Kim Borch, Nicolaj Cruys-Bagger, Silke Flindt Badino, Trine Holst Sørensen, Michael Skovbo Windahl, Peter Westh, Kenneth Jensen, Kadri Alasepp

Publikation: Bidrag til tidsskriftTidsskriftartikelForskningpeer review

Resumé

This work shows that differential scanning calorimetry (DSC) can be used to monitor the stability of substrate-adsorbed cellulases during long-term hydrolysis of insoluble cellulose. Thermal transitions of adsorbed enzyme were measured regularly in subsets of a progressing hydrolysis, and the size of the transition peak was used as a gauge of the population of native enzyme. Analogous measurements were made for enzymes in pure buffer. Investigations of two cellobiohydrolases, Cel6A and Cel7A, from Trichoderma reesei, which is an anamorph of the fungus Hypocrea jerorina, showed that these enzymes were essentially stable at 25 °C. Thus, over a 53 h experiment, Cel6A lost less than 15% of the native population and Cel7A showed no detectable loss for either the free or substrate-adsorbed state. At higher temperatures we found significant losses in the native populations, and at the highest tested temperature (49 °C) about 80% Cel6A and 35% of Cel7A was lost after 53 h of hydrolysis. The data consistently showed that Cel7A was more long-term stable than Cel6A and that substrate-associated enzyme was less long-term stable than enzyme in pure buffer stored under otherwise equal conditions. There was no correlation between the intrinsic stability, specified by the transition temperature in the DSC, and the long-term stability derived from the peak area. The results are discussed with respect to the role of enzyme denaturation for the ubiquitous slowdown observed in the enzymatic hydrolysis of cellulose.
OriginalsprogEngelsk
TidsskriftLangmuir
Vol/bind30
Udgave nummer24
Sider (fra-til)7134-7142
ISSN0743-7463
DOI
StatusUdgivet - 23 maj 2014

Citer dette

Borch, K., Cruys-Bagger, N., Badino, S. F., Sørensen, T. H., Windahl, M. S., Westh, P., ... Alasepp, K. (2014).

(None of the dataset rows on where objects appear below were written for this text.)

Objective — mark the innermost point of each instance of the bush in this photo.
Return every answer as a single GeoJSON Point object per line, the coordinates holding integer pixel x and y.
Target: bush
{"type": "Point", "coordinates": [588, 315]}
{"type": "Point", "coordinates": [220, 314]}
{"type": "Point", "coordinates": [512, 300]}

In Situ Stability of Substrate-Associated Cellulases Studied by DSC. Langmuir, 30(24), 7134-7142. https://doi.org/10.1021/la500161e
Borch, Kim ; Cruys-Bagger, Nicolaj ; Badino, Silke Flindt ; Sørensen, Trine Holst ; Windahl, Michael Skovbo ; Westh, Peter ; Jensen, Kenneth ; Alasepp, Kadri. / In Situ Stability of Substrate-Associated Cellulases Studied by DSC. I: Langmuir. 2014 ; Bind 30, Nr. 24. s. 7134-7142.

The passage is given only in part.